Compared with students with low flow, students with medium
flow were reinforced by the sequence of trial-and-error behaviors
in the analyzing phase (A?F), and they had none of the repeated
incorrect manipulations that students with low flow exhibited.
Although lacking in the ‘IM?A’ reflective process, compared with
the students in the low-flow group, those from the medium group
did not exhibit repeated incorrect manipulations that may have
affected their involvement in the game. Unlike the other two
groups, the students from the high-flow group were enhanced by
the reflective process of ‘IM?A’, indicating that they tended to
return to analyzing in a timely manner after incorrect manipulations.
In addition, the high-flow group did not show pattern of
‘restarting after analyzing’ (A?R), which indicated a deeper
immersion with a greater tendency toward the interactive processes
of manipulation and analysis. This suggests that unless they
failed during the analyzing phase, they were less likely to give up
the game and restart immediately after the analysis. They tended
to emphasize a more continuous and smooth problem-solving
strategy, which may have facilitated their complete experience of
the context, the clues, and procedural knowledge.
Compared to traditional teaching methods, the use of simulation
software in science or engineering courses can better promote
learners’ participation and satisfaction (Duran, Gallardo, Toral,
Martinez-Torres, & Barrero, 2007). Additionally, merging the challenging
and entertaining features of simulation games with
simulation software in science education games should help
improve learners’ degree of immersion. To assess students’ immersion
in simulation games, flow is an important and influential indicator
(Bressler & Bodzin, 2013).
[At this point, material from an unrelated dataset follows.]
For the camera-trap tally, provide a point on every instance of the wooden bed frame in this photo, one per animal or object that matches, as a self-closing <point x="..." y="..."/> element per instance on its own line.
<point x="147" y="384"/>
The above analyses indicate that
the students’ average flow score in the simulation game activities
was greater than the median flow score, demonstrating the game’s
positive effects on students’ learning motivation and immersion. In
addition, regarding the reflective behavior processes of students
with different levels of flow, our analysis also revealed a connection
between students’ flow and their reflective behavior processes:
the learners with higher flow states displayed more complete
and in-depth reflective behavior patterns. Therefore, designing
simulation games that are capable of elevating learners’ flow state
may help to enhance their reflection on scientific knowledge.
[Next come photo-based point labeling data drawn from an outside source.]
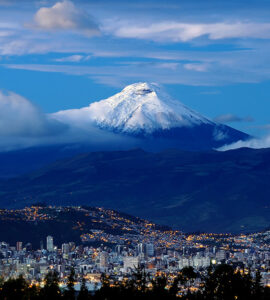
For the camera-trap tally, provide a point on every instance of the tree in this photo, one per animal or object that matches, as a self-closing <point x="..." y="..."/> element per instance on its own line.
<point x="69" y="293"/>
<point x="14" y="289"/>
<point x="51" y="288"/>
<point x="84" y="293"/>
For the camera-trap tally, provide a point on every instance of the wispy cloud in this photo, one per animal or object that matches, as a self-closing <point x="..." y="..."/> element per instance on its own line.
<point x="73" y="58"/>
<point x="184" y="32"/>
<point x="229" y="118"/>
<point x="253" y="143"/>
<point x="199" y="67"/>
<point x="19" y="117"/>
<point x="65" y="16"/>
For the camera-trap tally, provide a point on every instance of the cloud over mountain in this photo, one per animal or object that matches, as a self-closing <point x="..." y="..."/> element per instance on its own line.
<point x="19" y="117"/>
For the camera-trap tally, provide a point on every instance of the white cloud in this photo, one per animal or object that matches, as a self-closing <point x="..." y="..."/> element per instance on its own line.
<point x="22" y="125"/>
<point x="253" y="143"/>
<point x="66" y="16"/>
<point x="199" y="67"/>
<point x="184" y="32"/>
<point x="18" y="117"/>
<point x="73" y="58"/>
<point x="228" y="118"/>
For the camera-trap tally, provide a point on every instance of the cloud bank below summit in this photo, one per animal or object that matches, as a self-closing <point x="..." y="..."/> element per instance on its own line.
<point x="22" y="124"/>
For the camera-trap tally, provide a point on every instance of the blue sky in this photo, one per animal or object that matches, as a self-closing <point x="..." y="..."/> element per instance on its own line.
<point x="214" y="56"/>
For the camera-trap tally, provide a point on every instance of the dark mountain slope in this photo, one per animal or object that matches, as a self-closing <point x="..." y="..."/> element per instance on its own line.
<point x="211" y="191"/>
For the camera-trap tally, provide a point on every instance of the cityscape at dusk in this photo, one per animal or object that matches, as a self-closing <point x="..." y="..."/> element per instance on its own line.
<point x="134" y="149"/>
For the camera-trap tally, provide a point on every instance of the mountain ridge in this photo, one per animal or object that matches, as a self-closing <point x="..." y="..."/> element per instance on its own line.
<point x="208" y="191"/>
<point x="146" y="112"/>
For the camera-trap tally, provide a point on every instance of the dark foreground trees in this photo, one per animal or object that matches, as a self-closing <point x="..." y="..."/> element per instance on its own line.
<point x="220" y="283"/>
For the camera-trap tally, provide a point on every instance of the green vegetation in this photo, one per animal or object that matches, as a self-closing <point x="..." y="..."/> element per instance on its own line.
<point x="221" y="283"/>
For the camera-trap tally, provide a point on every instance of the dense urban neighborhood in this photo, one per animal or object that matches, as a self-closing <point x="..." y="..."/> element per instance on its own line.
<point x="119" y="253"/>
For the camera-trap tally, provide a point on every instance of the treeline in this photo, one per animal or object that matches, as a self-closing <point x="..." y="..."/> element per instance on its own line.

Because previous studies have observed that appropriate challenges
and clear goals in simulation games can have a significant
influence on learners’ flow state (Hou & Li, 2014), to promote learners’
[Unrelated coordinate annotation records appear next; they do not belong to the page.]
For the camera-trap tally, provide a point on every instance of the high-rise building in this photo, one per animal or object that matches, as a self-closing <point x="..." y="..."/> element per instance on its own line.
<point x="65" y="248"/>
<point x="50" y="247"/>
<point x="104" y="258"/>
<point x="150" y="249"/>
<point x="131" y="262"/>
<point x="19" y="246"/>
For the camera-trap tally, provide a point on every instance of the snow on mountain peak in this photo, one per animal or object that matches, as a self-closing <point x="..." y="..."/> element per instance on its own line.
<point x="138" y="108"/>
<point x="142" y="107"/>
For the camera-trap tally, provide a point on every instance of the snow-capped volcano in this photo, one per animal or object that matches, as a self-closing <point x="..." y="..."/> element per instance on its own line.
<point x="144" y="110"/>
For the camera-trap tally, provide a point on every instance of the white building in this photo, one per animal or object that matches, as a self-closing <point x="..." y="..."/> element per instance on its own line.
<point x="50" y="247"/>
flow experience and reach a more in-depth and complete
reflective process, the games must be designed with clear goals
to fully correspond to the learning objectives. Moreover, the scaffolding
provided by the simulation games in science education
should consider learners’ prior knowledge and include a variety
of timely guidance and context features to promote concentration and the completion of students’ reflective process.